C2. Rotations-/Distraktionsverletzung

C2.1. Rotation mit B1-Verletzung

Die Therapie besteht in der Reposition und mindestens bisegmentaler dorsaler Instrumentierung mit Querverbinder und monosegmentaler Spondylodese. Die zusätzliche ventrale Rekonstruktion erfolgt entsprechend der korrespondierenden A-Fraktur.

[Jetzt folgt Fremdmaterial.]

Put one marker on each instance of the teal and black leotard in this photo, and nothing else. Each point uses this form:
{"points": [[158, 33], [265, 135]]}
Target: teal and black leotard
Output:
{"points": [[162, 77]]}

C2.2. Rotation mit B2-Verletzung

Die Therapie besteht in der Reposition und mindestens bisegmentaler dorsaler Instrumentierung mit Querverbinder. Die zusätzliche ventrale Rekonstruktion erfolgt entsprechend der korrespondierenden A-Fraktur.

C2.3. Rotation mit B3-Verletzung

Die Therapie besteht in der Reposition und mindestens bisegmentaler dorsaler Instrumentierung mit Querverbinder und monosegmentaler Spondylodese. Die zusätzliche ventrale Rekonstruktion erfolgt entsprechend der korrespondierenden A-Fraktur.

C3. Rotations-/Scherverletzungen

C3.1. Slice-Fraktur

Die Therapie besteht in der Reposition und mindestens bisegmentaler dorsaler Instrumentierung mit Querverbinder.

C3.2. Rotationsschrägbruch

Die Therapie besteht in der Reposition und mehrsegmentaler dorsaler Instrumentierung mit Querverbinder. Die zusätzliche ventrale Rekonstruktion erfolgt entsprechend der korrespondierenden A-Fraktur.

Fazit für die Praxis

  • Die erfolgreiche Therapie von Frakturen der Brust- und Lendenwirbelsäule beginnt mit der präzisen Diagnostik und Beurteilung der Fraktur. Grundlage der Frakturbestimmung ist die Einteilung nach der Magerl-/AO-Klassifikation.

  • Weitere erforderliche Parameter zur Therapieentscheidung sind die Abweichung vom individuellen physiologischen Profil der Wirbelsäule, der Grad der Zerstörung des Wirbelkörpers, die Wirbelkörperhinterkantenhöhe, die Einengung des Spinalkanals und der neurologische Status.

  • Eine exakte Begriffsdefinition der einzelnen Therapieverfahren ist erforderlich, um Therapieempfehlungen aussprechen zu können.